We’ll stay tuned as you fine-tune your tool settings to resolve the spindle stalls. I’m discovering that I generally have to go go at about 1/2 the chip-load I would expect with larger cutters like the 1/4" end-mill, otherwise I stall it out in the wood.

As a result I’ve been running it at the following settings in a “medium” hardness wood:

  • 6krpm spindle speed
  • 0.04in depth per-pass
  • 0.15in stepover
  • 18ipm feed rate
  • 5ipm plunge rate

Even with that it occasionally bites a bit much off, so I may fine-tune that further.

@UnionNine

I agree that the watertight mesh issues are likely less of an issue for most CNC work than with 3D printing. I don’t see those as a software bug, just letting you know what I saw. I did my own cutting in Netfab to get clean STLs because sometimes I will make a part on both the Nomad and the Rep2…

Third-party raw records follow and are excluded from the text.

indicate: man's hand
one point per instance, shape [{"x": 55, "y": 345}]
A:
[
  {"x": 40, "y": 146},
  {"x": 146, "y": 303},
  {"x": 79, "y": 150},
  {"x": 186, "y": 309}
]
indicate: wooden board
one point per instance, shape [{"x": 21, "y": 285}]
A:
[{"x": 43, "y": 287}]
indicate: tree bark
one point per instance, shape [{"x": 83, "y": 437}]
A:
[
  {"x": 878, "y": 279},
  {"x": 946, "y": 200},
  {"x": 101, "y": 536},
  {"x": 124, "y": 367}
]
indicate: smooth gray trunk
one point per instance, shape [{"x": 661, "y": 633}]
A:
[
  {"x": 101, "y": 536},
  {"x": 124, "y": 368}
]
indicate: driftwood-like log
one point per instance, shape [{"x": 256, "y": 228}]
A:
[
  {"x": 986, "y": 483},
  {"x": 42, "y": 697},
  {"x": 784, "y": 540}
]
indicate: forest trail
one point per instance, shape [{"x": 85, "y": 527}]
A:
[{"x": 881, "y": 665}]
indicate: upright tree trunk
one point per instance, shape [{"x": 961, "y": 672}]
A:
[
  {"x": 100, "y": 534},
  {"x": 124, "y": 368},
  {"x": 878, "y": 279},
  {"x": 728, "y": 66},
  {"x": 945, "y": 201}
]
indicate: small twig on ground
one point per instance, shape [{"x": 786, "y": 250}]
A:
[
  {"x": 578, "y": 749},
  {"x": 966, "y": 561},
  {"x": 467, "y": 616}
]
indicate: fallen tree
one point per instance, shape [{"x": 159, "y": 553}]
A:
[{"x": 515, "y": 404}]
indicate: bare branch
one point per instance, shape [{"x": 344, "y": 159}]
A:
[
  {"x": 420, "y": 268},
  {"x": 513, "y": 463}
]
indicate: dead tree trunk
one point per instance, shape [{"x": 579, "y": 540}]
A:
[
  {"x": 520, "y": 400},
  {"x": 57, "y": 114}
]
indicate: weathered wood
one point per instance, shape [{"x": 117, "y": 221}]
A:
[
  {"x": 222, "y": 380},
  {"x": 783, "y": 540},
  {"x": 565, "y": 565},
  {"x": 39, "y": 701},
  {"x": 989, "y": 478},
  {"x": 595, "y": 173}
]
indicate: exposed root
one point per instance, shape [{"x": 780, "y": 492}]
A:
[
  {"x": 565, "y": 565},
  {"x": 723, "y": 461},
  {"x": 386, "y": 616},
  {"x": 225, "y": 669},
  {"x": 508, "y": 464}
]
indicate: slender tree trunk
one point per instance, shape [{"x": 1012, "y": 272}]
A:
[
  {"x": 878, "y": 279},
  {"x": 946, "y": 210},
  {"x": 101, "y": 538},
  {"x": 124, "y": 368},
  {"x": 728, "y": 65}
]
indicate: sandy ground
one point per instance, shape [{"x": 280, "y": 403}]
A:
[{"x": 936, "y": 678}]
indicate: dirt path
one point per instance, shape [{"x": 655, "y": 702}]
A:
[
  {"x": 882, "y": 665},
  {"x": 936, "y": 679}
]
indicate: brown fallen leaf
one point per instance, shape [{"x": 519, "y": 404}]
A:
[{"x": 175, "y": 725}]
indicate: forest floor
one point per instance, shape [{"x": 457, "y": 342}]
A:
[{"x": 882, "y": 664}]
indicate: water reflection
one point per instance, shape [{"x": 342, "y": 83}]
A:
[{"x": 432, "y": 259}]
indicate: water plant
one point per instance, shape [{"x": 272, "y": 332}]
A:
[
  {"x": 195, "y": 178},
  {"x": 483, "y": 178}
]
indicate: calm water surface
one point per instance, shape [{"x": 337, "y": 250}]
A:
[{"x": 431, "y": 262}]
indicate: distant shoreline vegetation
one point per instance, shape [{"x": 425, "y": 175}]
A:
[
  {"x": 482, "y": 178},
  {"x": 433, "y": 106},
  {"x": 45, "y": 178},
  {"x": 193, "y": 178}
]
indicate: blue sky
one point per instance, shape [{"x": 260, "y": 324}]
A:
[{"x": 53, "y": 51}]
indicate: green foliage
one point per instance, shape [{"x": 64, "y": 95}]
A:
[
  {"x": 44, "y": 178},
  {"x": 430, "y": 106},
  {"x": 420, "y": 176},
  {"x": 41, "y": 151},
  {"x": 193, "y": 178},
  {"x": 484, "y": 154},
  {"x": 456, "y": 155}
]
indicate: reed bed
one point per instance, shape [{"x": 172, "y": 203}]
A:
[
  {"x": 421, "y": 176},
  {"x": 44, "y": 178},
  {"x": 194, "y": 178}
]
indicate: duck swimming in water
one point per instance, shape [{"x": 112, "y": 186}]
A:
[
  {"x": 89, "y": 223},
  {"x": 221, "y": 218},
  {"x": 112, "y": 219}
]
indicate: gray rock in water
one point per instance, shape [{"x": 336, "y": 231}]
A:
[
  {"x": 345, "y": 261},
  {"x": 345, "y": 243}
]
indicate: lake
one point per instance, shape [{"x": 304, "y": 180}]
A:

It would be good to know if open mesh issues can effect CNC cuts because a lot of new people pull files off of Thingiverse, and in a lot of cases there the free STLs are worth what you pay for them. Yes there is some great stuff there, but a lot of it causes problems with 3D printing unless you first repair the STLs and make sure the part is actually flat on the bottom,… I don’t know how much of that may carry over into CNC, but if it does then people should know so there is less load on the Nomad support team.

Thanks for sharing the toolpath parameters. The more people post that info the easier it will be get started with new materials, and the less load there will be on the support team.

Why did you bump the speed up from 5,000 to 6,000? For a 0.125 end mill a 0.15 stepover seems large, how did you select that?

For clarity, I said 1/4" end-mill, not 1/8" :wink:

I bumped the speed up (and subsequently bumped it again to 7500) to try to find the best loading conditions for the cutter that the machine would be happy with that would prevent stalling. The Nomad doesn’t have the same torque that a big Onsrud shop-router has, so I’m discovering I have to make up for the decreased torque by decreasing chip-load to keep the spindle from bogging down. It’s not the end of the world by any means, just means some tweaking to get it right.